In order to create a biosensor for monitoring food product quality, it is necessary to select operating parameters for receptor elements, such as analysis temperature, pH of working electrolyte and concentrations of buffer salt solution. To this end, the biosensor response was recorded as change in current before and after the introduction of a component under investigation (Figure 6). Temperature has a significant impact on enzyme biosensor performance, so changes in biosensor responses were studied when the temperature varied from 1 to 60 °C (for starch up to 70 °C). All measurements were conducted in a thermo-regulated cell. Temperature in the cuvette was adjusted using a measuring probe. Data for other enzymes are presented in Figure S11.
From the obtained dependencies, it follows that when analyzing for glucose content, the maximum response of the biosensor is observed at 50 °C; according to the literary data, the optimal temperature of Aspergillus niger α-glucosidase is in the range from 50 to 65 °C, A. niveus—65 °C, A. nidulans—60 °C and A. niger M1—50 °C [50,51]. The biosensor for ethanol assessment generates a maximum analytical signal at 35 °C. The highest response is achieved in the range of 20–40 °C, but in this temperature range, the stability of the analytical signal decreases: with a change in temperature of 5 °C, the biosensor’s response changes by 10%. Biosensors based on immobilized AOx enzymes have a maximum response at 45 °C [49] and 50 °C [52], respectively. The temperature optimum of an enzyme depends on the source from which it was isolated. AOx isolated from thermophilic yeast O. polymorpha has a temperature optimum that is shifted towards higher temperatures (up to 45 °C), which contrasts sharply with the temperature of AOx from P. pastoris, which is 25 °C [53]. The optimum temperature for lactate determination is in the range of 35–40 °C, which corresponds to the optimum for known models of lactate biosensors 32–34 °C [54], 35 °C [55]. To determine starch in the receptor element, two enzymes are used; the temperature optimum for this receptor element is in the range of 40–60 °C.

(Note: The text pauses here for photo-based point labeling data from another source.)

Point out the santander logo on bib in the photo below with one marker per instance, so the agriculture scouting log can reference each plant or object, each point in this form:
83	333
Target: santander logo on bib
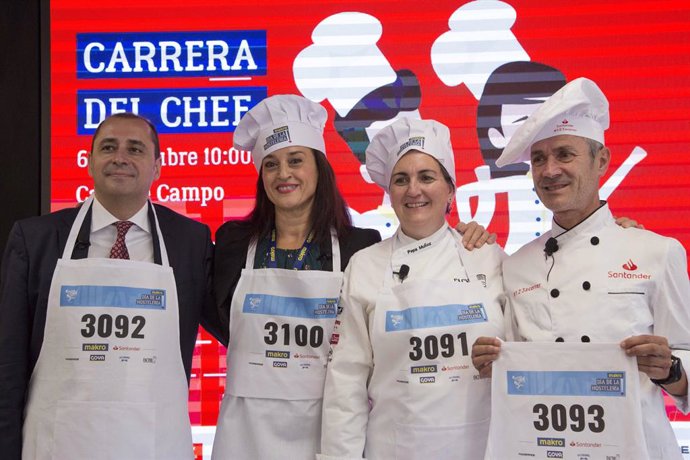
630	266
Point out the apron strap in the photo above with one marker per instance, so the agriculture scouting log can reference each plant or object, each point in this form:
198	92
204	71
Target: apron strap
79	238
335	251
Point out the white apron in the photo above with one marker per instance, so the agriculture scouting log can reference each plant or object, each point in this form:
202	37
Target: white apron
280	325
109	383
565	400
427	400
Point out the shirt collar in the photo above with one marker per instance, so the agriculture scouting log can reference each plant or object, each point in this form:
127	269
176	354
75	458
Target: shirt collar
101	218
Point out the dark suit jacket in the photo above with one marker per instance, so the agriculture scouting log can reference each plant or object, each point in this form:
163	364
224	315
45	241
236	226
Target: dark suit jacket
232	244
32	251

The pH of the medium is one of the important factors affecting enzyme activity and, consequently, biosensor sensitivity. In this work, we investigated the biosensor response to pH changes from 4 to 5 using acetate and from 5 to 10 using a sodium-potassium phosphate buffer solution (Figure S12). The experiment revealed that the maximum biosensor response based on GOx was observed in pH range 5.6–7. AOx based biosensors worked most effectively between 5 and pH 9, while LOx were optimal at pH 6–8 and GOx and Am at 5.5–7. All biosensors showed good performance over a wide range of pH, comparable to their natural conditions [49,50,51,52,53,54,55].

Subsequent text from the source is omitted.